The first category of true S deficiency is based on the soil supply and lack of deposition (i.e., the traditional fields that are coarse-textured with low organic matter). Soybeans in these fields are the ones that respond to S year in and year out no matter the production practices. The second category is where the soybeans are situationally deficient in S based on the combinations of field characteristics and management such as planting date, tillage and cover crop inclusion.
Foundations in higher yields
Timely planting of soybeans has provided solid foundations in high yields. In fact, Indiana has repeatedly broken state record yields in 2018, 2020, 2021 and 2023 as the planting progress was earlier than the 5-year average. Indiana’s planting of soybean crops has shifted from approximately 14 days after corn from 2010 to 2017 to approximately five days in 2018 to 2021. Now it is usually within 1.5 days of corn.
Many farmers are even planting soybeans ahead of corn. Soybeans often sit in the ground for weeks on end due to cool and sometimes wet conditions. These cool conditions, approximately 50-degrees F., also slow microbial activity. As a result, mineralization of organic matter and breakdown of plant residue to supply N and S.
The limited mineralization has provided challenges, but also opportunities to overcome and be even more productive. As an example, my timely planting of soybeans on a prairie soil, approximately 4 percent organic matter, has averaged an 8- to 11-bushels per acre response to S fertilizer (e.g., ammonium sulfate, pelletized gypsum, ammonium thiosulfate) applied PRE at 20 pounds of S per acre during a 5-year period.
Conversely, soybeans planted later in the same soil that was warmer did not respond to S fertilizer.
The situational response to S was even more dramatic in 2023. Soybeans planted on April 18 went from 77- to 99-bushels per acre with the addition of ammonium sulfate or pelletized gypsum (see Figure 3). A May 12 planting displayed a similar response from 75- to 90-bushels per acre, but the June 7 planting displayed no benefit of S fertilizer.

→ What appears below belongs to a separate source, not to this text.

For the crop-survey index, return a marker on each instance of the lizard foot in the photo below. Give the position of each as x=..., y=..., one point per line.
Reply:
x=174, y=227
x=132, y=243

If you have not explored S on your soybean crops, I suggest applying strips of S fertilizer that is soluble (e.g., ammonium sulfate, pelletized gypsum, ammonium thiosulfate) between 15- to 25-pounds of S per arec to determine if you have fields or production practices that are responsive to boosting nodulation and N fixation. Applications can be applied mid-March through planting with higher rates the earlier you apply the S fertilizer.